Read Flowers on the Grass Online
Authors: Monica Dickens
When they had gone, and Daniel was looking through his books to see which he must take away, Ossie thought that he would try bluntness, if that was what Daniel wanted.
“I say, old boy,” he said bluffly, “I’ve been feeling bad.”
“I told you kippers and leeks didn’t mix,” said Daniel, reading.
“No, but listen. I know you laughed at the time, but that day you suddenly decided to let the cottage—it was because of finding me and Doreen here, wasn’t it? Made you think— made you think of you and Jane-”

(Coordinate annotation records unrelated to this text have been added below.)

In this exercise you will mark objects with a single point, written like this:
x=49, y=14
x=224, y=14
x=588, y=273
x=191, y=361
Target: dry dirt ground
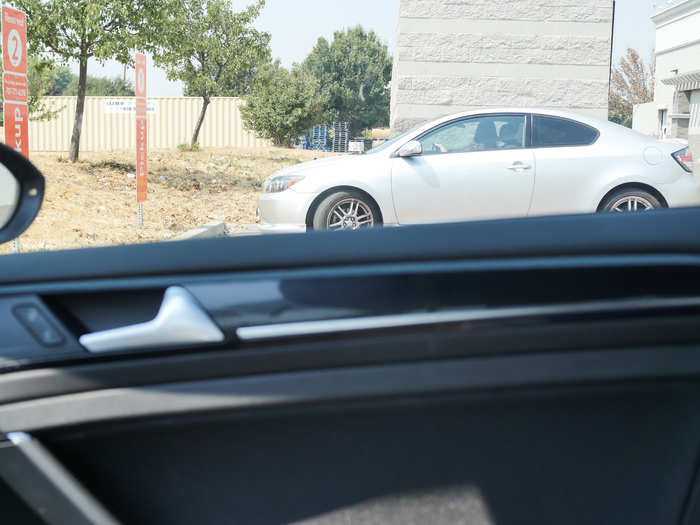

“My God!” Daniel spun round. “Don’t make me sick. As if it could compare——How dare you even mention her name, you blundering fool? As if you and that toothy—that-” His stammer assailed him and he beat the air for words.
This was too much. Ossie was roused at last. “I’ve had just about enough!” He hated the way his voice always went shrill when he got angry. He rushed squeakily on, before Daniel could become articulate: “After all I’ve done for you —you talk to me like a dog. You insult Doreen. You let the cottage with no thought for me, when you know I promised my sister she could have the flat another month. I gave up my home for you! I-”
“I never asked you to!” shouted Daniel.
“Didn’t you want me?”
“No!”
“Well, don’t think I wanted to come!” They stood a yard apart and yelled at each other in the low room. Suddenly Daniel gave a shout of laughter and fell over the arm of the sofa onto his back with his legs in the air.
“Oh God, that was wonderful, wonderful. Done me a power of good. I like you a hell of a lot, Oswald. You’re a great chap.”
Ossie felt wonderful, too, and next morning when he had packed up his things and left the cottage for good they parted better friends than ever before.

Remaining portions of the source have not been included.